Don’t worry, Bob and I aren’t warring. We are only 16 days into our marriage, so we are still good, I promise!
The post-wedding war I’m referring to in the title is the war on neglect. Whether it’s the farmhouse or the barn or the land, we are constantly battling years of neglect.
I understand that the previous owners simply got too old to take care of the place, I really do. But that doesn’t make our job any easier as we try to bring the house and farm back to life.
Case in point: pulling out fencing. Something that should take no time at all takes all day.

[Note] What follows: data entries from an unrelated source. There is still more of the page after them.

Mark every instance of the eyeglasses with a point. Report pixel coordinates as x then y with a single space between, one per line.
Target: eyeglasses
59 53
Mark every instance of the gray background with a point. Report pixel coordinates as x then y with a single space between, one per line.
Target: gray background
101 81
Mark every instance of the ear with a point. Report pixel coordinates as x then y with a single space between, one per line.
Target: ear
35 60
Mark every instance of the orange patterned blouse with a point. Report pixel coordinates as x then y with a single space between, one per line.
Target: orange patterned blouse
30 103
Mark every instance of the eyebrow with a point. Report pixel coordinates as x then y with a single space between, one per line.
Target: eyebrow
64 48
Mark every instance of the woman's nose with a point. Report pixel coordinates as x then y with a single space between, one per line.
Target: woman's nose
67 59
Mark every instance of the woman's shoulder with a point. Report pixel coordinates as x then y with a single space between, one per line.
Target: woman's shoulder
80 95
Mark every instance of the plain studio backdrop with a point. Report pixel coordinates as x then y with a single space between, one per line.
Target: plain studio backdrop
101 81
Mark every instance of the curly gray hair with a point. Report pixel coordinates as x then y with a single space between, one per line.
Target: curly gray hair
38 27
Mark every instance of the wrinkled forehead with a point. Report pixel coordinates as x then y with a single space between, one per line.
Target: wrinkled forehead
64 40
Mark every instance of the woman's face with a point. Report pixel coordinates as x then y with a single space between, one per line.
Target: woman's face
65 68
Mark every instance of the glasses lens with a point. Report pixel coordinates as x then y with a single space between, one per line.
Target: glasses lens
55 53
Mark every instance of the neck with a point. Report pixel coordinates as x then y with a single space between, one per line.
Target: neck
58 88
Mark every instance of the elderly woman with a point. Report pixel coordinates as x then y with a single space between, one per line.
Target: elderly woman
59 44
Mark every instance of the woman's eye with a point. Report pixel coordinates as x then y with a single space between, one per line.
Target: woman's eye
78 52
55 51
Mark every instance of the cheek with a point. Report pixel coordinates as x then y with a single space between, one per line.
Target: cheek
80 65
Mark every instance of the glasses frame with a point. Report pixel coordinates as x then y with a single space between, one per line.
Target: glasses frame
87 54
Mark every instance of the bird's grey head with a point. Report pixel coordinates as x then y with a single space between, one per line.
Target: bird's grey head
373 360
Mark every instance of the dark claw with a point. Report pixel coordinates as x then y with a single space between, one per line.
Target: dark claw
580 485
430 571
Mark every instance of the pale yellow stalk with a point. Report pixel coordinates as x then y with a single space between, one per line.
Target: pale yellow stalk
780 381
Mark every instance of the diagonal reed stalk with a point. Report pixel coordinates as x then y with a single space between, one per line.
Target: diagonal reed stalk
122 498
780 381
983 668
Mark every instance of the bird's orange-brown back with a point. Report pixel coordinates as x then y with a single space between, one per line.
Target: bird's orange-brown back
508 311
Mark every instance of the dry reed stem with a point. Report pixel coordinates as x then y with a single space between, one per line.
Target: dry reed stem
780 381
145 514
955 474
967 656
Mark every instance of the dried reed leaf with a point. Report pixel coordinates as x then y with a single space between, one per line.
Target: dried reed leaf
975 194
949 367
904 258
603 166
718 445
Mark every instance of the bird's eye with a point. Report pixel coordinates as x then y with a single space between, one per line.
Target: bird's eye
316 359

I suspect our farm used to be a cattle place, either beef or dairy. But the owners for the past half century had sheep, so all of our fencing is for the little wooly guys, not our equines…both of whom are taller than average anyway. After the house is livable, one of our first projects is to tackle the fencing. We already had a horse loose the other day, and the only sign of where he got out was a tangled mess of sheep fencing that I suspect he got stuck in, then ended up on the wrong side of the fence once he’d freed himself.

Until that time, the only fencing we’re tackling is the fence with no purpose. So on a recent and very welcome sunny day, I tackled the remaining fencing in the sideyard, the purpose of which I will never know.

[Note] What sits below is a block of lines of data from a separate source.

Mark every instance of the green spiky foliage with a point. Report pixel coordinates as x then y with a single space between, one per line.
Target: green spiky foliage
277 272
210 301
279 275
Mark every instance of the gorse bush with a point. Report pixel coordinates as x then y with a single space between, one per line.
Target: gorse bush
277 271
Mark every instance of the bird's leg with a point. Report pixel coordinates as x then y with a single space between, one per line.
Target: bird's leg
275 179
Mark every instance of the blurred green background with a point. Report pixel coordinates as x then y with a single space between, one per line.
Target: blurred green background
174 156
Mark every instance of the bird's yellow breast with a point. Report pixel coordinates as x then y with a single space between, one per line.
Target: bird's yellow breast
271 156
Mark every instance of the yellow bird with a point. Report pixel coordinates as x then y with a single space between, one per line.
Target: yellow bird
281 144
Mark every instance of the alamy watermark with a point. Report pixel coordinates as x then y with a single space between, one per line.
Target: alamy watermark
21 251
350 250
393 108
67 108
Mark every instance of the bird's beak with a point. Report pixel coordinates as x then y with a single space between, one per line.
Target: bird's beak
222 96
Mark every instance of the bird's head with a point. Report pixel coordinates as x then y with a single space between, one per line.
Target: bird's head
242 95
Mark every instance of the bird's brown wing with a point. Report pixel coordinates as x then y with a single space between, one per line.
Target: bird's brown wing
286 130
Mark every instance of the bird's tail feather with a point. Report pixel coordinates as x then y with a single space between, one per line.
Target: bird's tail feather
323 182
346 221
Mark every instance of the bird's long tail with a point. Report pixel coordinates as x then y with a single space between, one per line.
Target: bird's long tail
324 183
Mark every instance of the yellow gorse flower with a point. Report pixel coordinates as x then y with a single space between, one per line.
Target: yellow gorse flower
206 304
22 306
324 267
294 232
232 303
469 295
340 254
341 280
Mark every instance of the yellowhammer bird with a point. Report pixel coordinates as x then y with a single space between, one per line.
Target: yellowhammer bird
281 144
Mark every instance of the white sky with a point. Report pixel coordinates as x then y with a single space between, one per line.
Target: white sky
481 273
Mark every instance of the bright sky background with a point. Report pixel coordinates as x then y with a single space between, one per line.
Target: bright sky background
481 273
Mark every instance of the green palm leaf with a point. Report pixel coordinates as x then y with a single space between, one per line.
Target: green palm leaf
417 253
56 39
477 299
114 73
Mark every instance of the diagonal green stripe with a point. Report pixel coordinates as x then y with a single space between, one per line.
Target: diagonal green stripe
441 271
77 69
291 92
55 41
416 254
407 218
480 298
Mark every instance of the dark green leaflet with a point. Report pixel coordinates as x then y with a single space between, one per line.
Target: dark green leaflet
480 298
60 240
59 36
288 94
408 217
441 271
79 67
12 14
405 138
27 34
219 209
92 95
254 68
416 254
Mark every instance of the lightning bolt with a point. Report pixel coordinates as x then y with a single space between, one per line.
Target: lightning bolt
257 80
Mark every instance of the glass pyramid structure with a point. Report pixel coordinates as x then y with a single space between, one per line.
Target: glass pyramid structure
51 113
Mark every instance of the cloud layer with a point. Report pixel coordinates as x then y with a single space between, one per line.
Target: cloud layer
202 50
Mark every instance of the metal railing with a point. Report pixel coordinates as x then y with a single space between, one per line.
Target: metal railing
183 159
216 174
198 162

I planned on an hour or two. It took me all day. Why? Because the grass and other vegetation had grown up and over the bottom wires of the fence. It was no longer a matter of simply unhooking the fencing from the t-posts. It was a matter of battling sod. Have you ever battled sod? Sod is a tough opponent! Those grass roots are strong and matted and near impossible to work against.

In one place, a tree had grown through the fencing. That bit of fencing is still waiting to get pulled out. I tried taking a saw to the tree finally, but can’t get a good angle…because of the fencing!

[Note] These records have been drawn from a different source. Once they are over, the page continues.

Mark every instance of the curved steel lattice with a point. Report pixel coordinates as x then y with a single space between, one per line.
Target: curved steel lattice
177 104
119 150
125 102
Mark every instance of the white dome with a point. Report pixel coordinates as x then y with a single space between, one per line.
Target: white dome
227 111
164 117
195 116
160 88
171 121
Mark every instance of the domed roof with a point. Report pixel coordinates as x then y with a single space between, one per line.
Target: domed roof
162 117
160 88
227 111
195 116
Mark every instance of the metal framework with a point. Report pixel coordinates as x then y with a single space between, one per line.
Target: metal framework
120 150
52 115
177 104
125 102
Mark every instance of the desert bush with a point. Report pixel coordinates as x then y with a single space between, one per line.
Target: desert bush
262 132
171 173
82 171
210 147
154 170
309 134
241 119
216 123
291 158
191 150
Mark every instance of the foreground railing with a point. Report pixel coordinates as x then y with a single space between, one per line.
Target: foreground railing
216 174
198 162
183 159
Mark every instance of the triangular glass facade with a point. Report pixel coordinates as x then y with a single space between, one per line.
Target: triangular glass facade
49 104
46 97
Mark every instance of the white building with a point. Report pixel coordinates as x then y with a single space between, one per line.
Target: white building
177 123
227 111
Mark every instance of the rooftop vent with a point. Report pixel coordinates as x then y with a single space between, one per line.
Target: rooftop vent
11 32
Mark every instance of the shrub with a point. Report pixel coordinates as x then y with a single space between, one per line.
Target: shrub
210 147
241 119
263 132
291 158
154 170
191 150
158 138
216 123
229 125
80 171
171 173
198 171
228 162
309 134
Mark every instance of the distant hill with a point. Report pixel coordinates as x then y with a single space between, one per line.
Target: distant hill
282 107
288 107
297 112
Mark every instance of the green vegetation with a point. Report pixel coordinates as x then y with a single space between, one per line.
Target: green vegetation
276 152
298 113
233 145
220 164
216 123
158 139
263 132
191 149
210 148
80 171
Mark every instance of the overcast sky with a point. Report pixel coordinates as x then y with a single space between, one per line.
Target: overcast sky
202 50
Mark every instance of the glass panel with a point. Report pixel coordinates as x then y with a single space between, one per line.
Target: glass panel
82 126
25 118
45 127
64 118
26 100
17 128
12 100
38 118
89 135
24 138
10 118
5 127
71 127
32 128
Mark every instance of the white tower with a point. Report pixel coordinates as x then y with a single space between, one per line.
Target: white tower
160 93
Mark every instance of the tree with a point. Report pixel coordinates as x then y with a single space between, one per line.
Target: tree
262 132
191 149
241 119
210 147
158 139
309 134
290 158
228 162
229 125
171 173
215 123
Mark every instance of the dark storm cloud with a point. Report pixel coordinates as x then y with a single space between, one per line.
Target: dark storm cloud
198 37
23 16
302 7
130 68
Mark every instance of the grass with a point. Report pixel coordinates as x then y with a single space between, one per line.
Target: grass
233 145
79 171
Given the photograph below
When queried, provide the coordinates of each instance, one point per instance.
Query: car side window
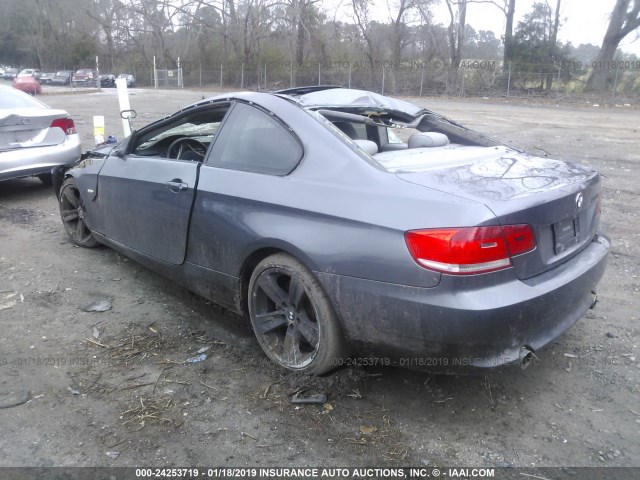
(187, 137)
(253, 141)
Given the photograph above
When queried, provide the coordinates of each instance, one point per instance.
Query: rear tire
(72, 213)
(293, 318)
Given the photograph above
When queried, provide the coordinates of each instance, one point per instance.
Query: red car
(28, 85)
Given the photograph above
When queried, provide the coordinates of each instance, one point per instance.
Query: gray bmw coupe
(350, 227)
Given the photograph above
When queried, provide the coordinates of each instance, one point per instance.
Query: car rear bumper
(38, 160)
(462, 324)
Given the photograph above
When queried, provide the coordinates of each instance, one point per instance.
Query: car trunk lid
(559, 200)
(30, 127)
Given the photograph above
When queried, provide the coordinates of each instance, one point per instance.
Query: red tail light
(66, 124)
(470, 250)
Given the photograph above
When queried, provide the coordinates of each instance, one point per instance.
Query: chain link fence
(473, 78)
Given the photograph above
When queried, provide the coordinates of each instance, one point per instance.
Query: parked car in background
(62, 77)
(29, 72)
(341, 221)
(34, 138)
(82, 76)
(10, 73)
(131, 80)
(46, 78)
(107, 80)
(27, 84)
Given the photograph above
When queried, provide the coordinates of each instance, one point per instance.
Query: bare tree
(362, 20)
(625, 18)
(553, 40)
(508, 8)
(458, 14)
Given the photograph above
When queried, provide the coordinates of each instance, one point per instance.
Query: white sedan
(34, 138)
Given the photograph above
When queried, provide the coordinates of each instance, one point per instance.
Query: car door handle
(176, 185)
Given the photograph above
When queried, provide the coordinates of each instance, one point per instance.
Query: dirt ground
(113, 388)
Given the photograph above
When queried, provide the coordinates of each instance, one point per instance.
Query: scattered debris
(368, 429)
(100, 305)
(15, 399)
(312, 399)
(200, 358)
(8, 302)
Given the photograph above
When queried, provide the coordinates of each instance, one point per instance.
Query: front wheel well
(250, 263)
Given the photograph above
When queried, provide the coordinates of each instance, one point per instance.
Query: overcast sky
(583, 21)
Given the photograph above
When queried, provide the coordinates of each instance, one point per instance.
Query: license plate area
(565, 233)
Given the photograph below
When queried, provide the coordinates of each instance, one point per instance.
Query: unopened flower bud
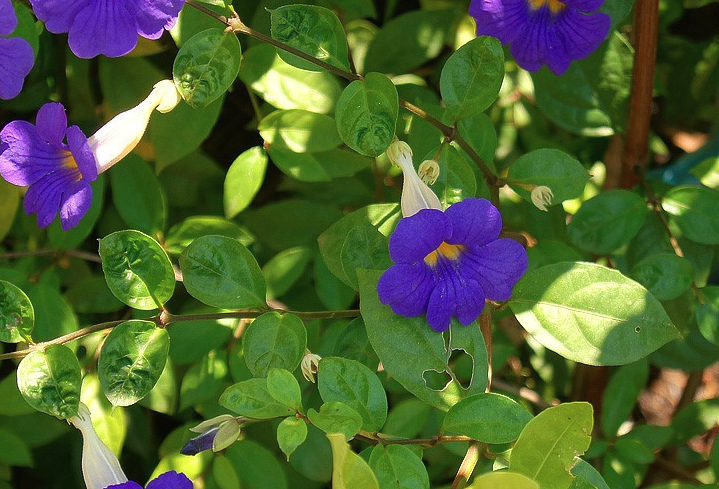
(310, 363)
(216, 434)
(428, 171)
(100, 467)
(399, 153)
(542, 197)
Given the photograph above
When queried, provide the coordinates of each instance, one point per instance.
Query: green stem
(235, 25)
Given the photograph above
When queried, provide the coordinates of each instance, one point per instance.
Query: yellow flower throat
(446, 250)
(555, 6)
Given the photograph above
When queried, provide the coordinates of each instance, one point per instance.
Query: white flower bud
(428, 171)
(100, 467)
(542, 197)
(113, 141)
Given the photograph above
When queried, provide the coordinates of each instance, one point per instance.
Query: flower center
(555, 6)
(70, 165)
(444, 250)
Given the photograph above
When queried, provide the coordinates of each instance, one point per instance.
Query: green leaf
(367, 114)
(349, 244)
(590, 314)
(300, 131)
(696, 212)
(398, 467)
(564, 175)
(286, 87)
(138, 196)
(291, 433)
(137, 269)
(336, 417)
(487, 417)
(472, 76)
(456, 180)
(313, 30)
(607, 221)
(665, 275)
(17, 317)
(252, 398)
(411, 352)
(505, 480)
(243, 180)
(221, 272)
(349, 470)
(551, 442)
(183, 233)
(355, 385)
(284, 388)
(50, 381)
(621, 395)
(206, 66)
(274, 340)
(131, 361)
(708, 314)
(284, 269)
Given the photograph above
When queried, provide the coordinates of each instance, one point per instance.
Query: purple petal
(26, 158)
(44, 197)
(406, 288)
(497, 266)
(152, 17)
(84, 158)
(125, 485)
(581, 34)
(503, 19)
(170, 480)
(8, 19)
(75, 204)
(58, 14)
(454, 295)
(103, 28)
(16, 60)
(51, 123)
(418, 235)
(474, 222)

The day the horse was loose, we discovered a pile of old fencing behind the barn, just piled there and grown over by plants and grass until you saw a mound, not a pile of dangerous wires. That’s an area we turn the horses out to, so it had to go! Once again, the battle against sod, but this time the fencing was rusted and kept breaking as we worked to pull it out, until we ended up with as many little pieces of fence as big huge ones.

It is a bit frustrating when there is so much work to be done on the house to be spending time on these other things, but sometimes the cosmetic improvement is worth being sidetracked, and sometimes it’s a safety issue and requires immediate attention.
And sometimes it’s nice to take a break from the project that is the poor, neglected farmhouse to simply fight the sod, wrench a t-post from the ground, and feel the satisfaction of hard, manual labor.